Potentialumkehr bei der Mauertrockenlegung

Wasser wandert sowohl in natürlichem als auch künstlich erzeugtem elektrischen Feld immer vom Plus-Pol zum Minus-Pol.

Dieses Naturgesetz nutzen wir zur Problemlösung mit dem Elektroosmose-Verfahren. Durch Anlegen eines künstlichen Feldes, elektronisch geregelt mit einem Steuergerät, wird das natürliche elektrische Feld umgepolt. Die Umkehr des elektrischen Feldes verändert die Fließrichtung der Feuchtigkeitsparitkel jetzt in das Erdreich zum Pol.

Durch das vom Elektroosmose-System künstlich erzeugte Feld im Mauerwerk werden eine Horizontalsperre und eine Veritkalsperre aufgebaut, die ein Aufsteigen der Feuchtigkeit auf Dauer verhindert. Die Bausubstanz kann abtrocknen und bleibt erhalten.

Was machen wir genau?

Unser System ist die zuverlässige Lösung bei aufsteigender Kellerfeuchte. Nach der Begutachtung durch unsere Experten vor Ort, tragen wir an der feuchten Wand einen etwa 40 cm breiten Streifen bis auf den Stein ab. Putz, Tapete oder Fließen müssen entfernt werden, damit das System direkt in der Wand und nicht nur an der Oberfläche wirken kann.

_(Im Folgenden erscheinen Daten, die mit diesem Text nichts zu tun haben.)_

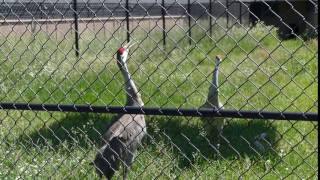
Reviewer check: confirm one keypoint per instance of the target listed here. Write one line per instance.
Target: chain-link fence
(211, 89)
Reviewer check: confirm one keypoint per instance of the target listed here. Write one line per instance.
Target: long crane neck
(133, 96)
(213, 95)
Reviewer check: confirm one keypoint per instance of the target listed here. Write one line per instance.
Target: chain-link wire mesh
(63, 56)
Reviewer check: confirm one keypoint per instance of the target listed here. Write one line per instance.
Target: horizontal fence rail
(204, 112)
(205, 89)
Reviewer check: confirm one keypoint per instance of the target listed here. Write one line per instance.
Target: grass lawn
(258, 72)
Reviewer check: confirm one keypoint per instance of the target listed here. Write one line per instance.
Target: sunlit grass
(258, 71)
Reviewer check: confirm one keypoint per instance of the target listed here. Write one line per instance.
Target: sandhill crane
(125, 134)
(214, 125)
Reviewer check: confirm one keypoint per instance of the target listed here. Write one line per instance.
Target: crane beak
(129, 45)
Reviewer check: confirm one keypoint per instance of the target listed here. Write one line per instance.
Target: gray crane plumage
(125, 134)
(214, 125)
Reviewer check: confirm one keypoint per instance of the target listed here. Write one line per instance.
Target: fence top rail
(199, 112)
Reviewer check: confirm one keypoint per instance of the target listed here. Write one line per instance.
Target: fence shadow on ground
(183, 138)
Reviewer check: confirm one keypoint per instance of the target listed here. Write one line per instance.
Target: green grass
(258, 72)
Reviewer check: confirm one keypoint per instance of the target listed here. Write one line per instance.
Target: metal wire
(60, 86)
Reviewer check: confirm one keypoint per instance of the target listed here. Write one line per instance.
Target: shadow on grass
(181, 136)
(75, 130)
(187, 140)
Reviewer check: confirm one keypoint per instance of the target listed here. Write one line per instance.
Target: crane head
(122, 53)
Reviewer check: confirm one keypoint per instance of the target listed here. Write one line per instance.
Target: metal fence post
(210, 17)
(163, 13)
(227, 15)
(76, 27)
(189, 21)
(127, 20)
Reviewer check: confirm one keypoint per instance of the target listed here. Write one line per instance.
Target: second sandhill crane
(125, 134)
(214, 125)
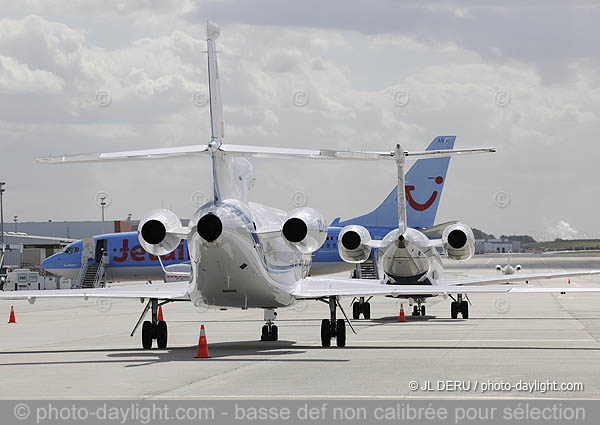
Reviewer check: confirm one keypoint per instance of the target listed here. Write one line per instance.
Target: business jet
(125, 260)
(247, 255)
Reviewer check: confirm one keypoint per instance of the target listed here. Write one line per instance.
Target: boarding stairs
(367, 270)
(92, 275)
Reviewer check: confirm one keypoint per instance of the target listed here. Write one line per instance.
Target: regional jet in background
(248, 255)
(126, 260)
(508, 269)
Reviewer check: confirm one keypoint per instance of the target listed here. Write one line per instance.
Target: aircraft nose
(210, 227)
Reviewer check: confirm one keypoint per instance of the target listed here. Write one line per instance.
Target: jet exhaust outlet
(154, 232)
(295, 230)
(210, 227)
(351, 240)
(457, 239)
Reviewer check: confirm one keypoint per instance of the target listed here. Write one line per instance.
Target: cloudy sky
(129, 74)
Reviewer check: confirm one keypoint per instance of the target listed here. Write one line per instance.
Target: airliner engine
(154, 232)
(305, 230)
(459, 241)
(352, 244)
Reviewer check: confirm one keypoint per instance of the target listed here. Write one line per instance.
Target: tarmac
(512, 346)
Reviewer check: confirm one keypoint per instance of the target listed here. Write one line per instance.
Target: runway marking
(475, 340)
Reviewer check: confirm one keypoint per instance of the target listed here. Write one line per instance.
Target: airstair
(92, 275)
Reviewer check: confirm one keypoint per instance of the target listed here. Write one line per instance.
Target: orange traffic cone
(12, 319)
(202, 345)
(401, 318)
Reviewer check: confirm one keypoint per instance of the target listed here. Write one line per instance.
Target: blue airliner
(128, 261)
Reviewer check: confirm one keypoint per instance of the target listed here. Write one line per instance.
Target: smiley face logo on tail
(422, 206)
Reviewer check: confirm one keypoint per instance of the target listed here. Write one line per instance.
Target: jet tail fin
(424, 183)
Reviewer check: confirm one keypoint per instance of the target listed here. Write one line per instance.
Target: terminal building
(28, 244)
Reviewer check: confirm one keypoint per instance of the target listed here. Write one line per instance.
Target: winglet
(214, 88)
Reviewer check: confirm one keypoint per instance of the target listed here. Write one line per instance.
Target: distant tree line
(480, 234)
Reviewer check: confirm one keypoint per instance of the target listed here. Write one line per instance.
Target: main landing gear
(459, 306)
(269, 330)
(333, 327)
(152, 330)
(361, 306)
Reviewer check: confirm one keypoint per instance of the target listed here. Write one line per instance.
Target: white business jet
(248, 255)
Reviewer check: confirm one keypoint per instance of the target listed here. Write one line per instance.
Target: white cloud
(562, 230)
(17, 77)
(151, 79)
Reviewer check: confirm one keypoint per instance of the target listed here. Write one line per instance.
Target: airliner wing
(517, 277)
(320, 287)
(162, 291)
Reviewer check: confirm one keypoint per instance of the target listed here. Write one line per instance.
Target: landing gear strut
(418, 309)
(152, 330)
(363, 307)
(333, 327)
(459, 306)
(269, 330)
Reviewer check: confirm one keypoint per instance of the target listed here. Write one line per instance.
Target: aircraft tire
(367, 310)
(161, 334)
(341, 333)
(325, 333)
(147, 335)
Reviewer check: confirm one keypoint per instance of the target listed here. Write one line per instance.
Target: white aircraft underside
(249, 255)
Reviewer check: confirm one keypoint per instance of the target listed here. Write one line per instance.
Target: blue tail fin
(424, 183)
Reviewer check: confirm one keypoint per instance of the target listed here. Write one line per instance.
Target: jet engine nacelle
(305, 230)
(155, 232)
(459, 241)
(352, 244)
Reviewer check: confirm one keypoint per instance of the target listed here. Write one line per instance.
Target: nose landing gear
(459, 306)
(152, 330)
(361, 306)
(269, 330)
(333, 327)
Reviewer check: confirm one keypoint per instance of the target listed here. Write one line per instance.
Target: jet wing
(162, 291)
(517, 277)
(160, 153)
(320, 287)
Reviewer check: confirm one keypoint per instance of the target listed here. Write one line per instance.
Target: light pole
(102, 205)
(2, 216)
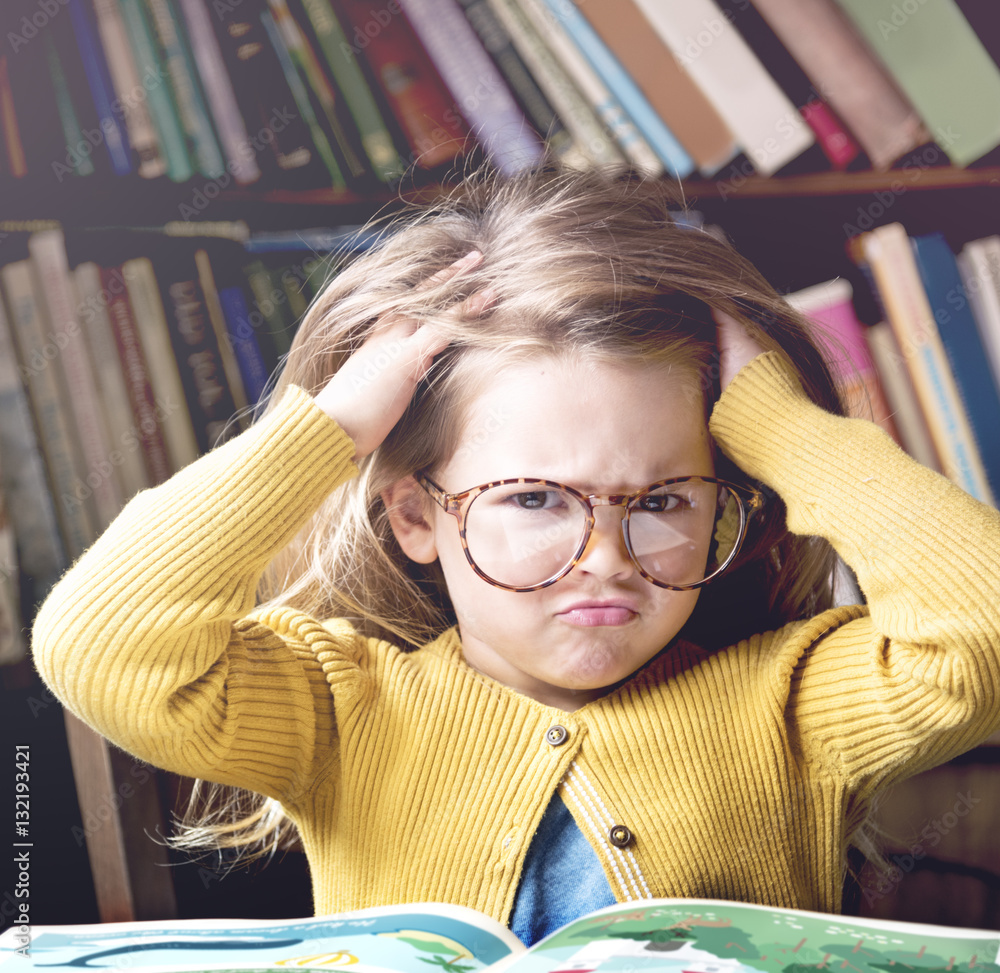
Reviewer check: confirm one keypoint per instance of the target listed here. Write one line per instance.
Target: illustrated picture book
(677, 935)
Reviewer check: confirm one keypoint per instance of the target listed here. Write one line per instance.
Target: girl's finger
(472, 258)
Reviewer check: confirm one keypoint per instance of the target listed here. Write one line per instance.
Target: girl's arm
(918, 679)
(152, 637)
(149, 638)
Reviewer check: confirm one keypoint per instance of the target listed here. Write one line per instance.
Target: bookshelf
(791, 224)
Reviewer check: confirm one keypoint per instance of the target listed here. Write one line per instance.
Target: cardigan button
(556, 735)
(619, 836)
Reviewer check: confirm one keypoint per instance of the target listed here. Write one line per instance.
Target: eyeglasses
(526, 533)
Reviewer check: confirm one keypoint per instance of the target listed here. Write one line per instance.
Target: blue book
(960, 336)
(253, 368)
(115, 136)
(620, 83)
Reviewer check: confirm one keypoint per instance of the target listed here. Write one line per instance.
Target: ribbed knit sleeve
(918, 680)
(147, 637)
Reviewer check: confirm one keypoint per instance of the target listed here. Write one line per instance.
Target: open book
(679, 935)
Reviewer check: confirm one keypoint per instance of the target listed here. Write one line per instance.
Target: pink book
(829, 307)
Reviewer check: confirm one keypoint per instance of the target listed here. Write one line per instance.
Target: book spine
(966, 354)
(191, 108)
(164, 375)
(956, 90)
(113, 130)
(130, 98)
(12, 644)
(241, 333)
(202, 373)
(333, 106)
(591, 83)
(829, 309)
(475, 83)
(844, 70)
(497, 41)
(146, 431)
(99, 474)
(766, 124)
(592, 142)
(29, 501)
(888, 251)
(353, 86)
(269, 301)
(664, 143)
(82, 164)
(895, 379)
(74, 516)
(837, 144)
(235, 143)
(216, 317)
(263, 81)
(290, 58)
(126, 452)
(162, 108)
(407, 80)
(979, 263)
(16, 159)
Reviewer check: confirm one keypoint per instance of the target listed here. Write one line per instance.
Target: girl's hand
(371, 390)
(736, 347)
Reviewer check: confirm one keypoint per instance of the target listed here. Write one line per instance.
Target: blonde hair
(589, 263)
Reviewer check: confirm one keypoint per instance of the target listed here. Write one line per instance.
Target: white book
(22, 473)
(219, 92)
(592, 87)
(129, 88)
(99, 474)
(979, 263)
(37, 348)
(126, 449)
(888, 252)
(898, 388)
(475, 82)
(592, 142)
(768, 127)
(164, 375)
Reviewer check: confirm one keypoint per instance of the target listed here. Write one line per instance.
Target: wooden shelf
(844, 183)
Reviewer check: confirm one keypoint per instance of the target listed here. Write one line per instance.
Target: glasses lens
(522, 534)
(685, 532)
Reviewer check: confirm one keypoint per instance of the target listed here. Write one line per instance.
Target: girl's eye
(536, 500)
(658, 503)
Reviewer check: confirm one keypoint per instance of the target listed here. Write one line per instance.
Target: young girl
(545, 504)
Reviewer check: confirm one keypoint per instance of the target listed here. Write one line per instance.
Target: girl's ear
(409, 516)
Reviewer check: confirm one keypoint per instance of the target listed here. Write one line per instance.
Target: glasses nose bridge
(607, 500)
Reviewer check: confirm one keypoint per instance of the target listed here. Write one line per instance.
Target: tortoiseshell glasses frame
(748, 500)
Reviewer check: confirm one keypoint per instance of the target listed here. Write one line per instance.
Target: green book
(156, 90)
(72, 132)
(191, 107)
(270, 308)
(941, 65)
(354, 89)
(301, 95)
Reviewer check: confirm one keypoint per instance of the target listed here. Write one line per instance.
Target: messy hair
(596, 264)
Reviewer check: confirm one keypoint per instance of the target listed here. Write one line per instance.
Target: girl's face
(601, 429)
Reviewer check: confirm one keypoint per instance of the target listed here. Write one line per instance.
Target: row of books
(123, 357)
(929, 370)
(353, 93)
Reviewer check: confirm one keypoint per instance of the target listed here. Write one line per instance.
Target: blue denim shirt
(562, 878)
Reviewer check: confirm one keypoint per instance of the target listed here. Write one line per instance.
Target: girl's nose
(605, 555)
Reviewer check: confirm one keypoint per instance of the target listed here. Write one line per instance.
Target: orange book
(688, 114)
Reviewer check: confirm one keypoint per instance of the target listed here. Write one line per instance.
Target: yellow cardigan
(738, 774)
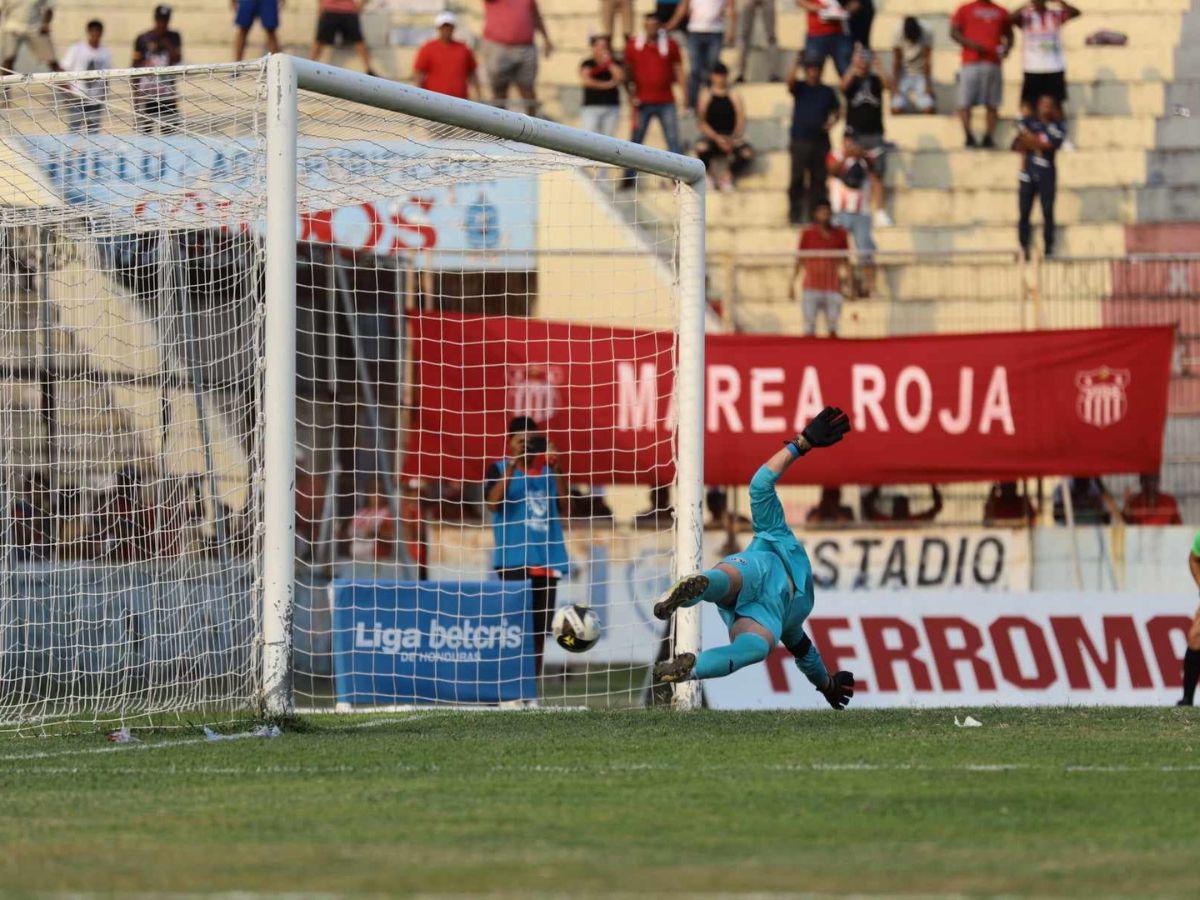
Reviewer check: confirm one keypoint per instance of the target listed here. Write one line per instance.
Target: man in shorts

Auf den Stein installieren wir anschließend ein leitfähiges Netz, im Erdreich versenken wir lange Graphitstäbe, die sogenannten Kathoden. Diese beiden Komponenten werden mit dem Herzstück der Anlage, dem Steuergerät, verbunden und leiten eine sehr geringe Niedrigspannung, ähnlich wie bei einem Nachttisch Wecker. Für den Mensch ist das vollkommen ungefährlich und nur mit sensiblen Geräten messbar.

4 Schritte zu Ihrer trockenen Wand

Schritt 1

Putzstreifen zur Aufnahme der Elektrode bis auf das Mauerwerk abstellen, evtl. Entfernen sämtlicher schadhafter Putzflächen.

Schritt 2

Netzelektrode und Leiterband verlegen, mit Kontaktputz überzogen.

Schritt 3

Stabelektrode ins Erdreich absenken und die Bohrlöcher mit Leitmasse ausgießen.

Der Aufbau des elektrischen Feldes hängt von den optimalen Abständen zwischen den Stabelektroden ab.

Schritt 4

Anschluss der Elektroden ans Steuergerät.

Die Netzelektrode wird über den Kontaktleiter mit dem Plus-Ausgang, die Stabelektroden mit dem Minus-Ausgang des Steuergerätes verbunden.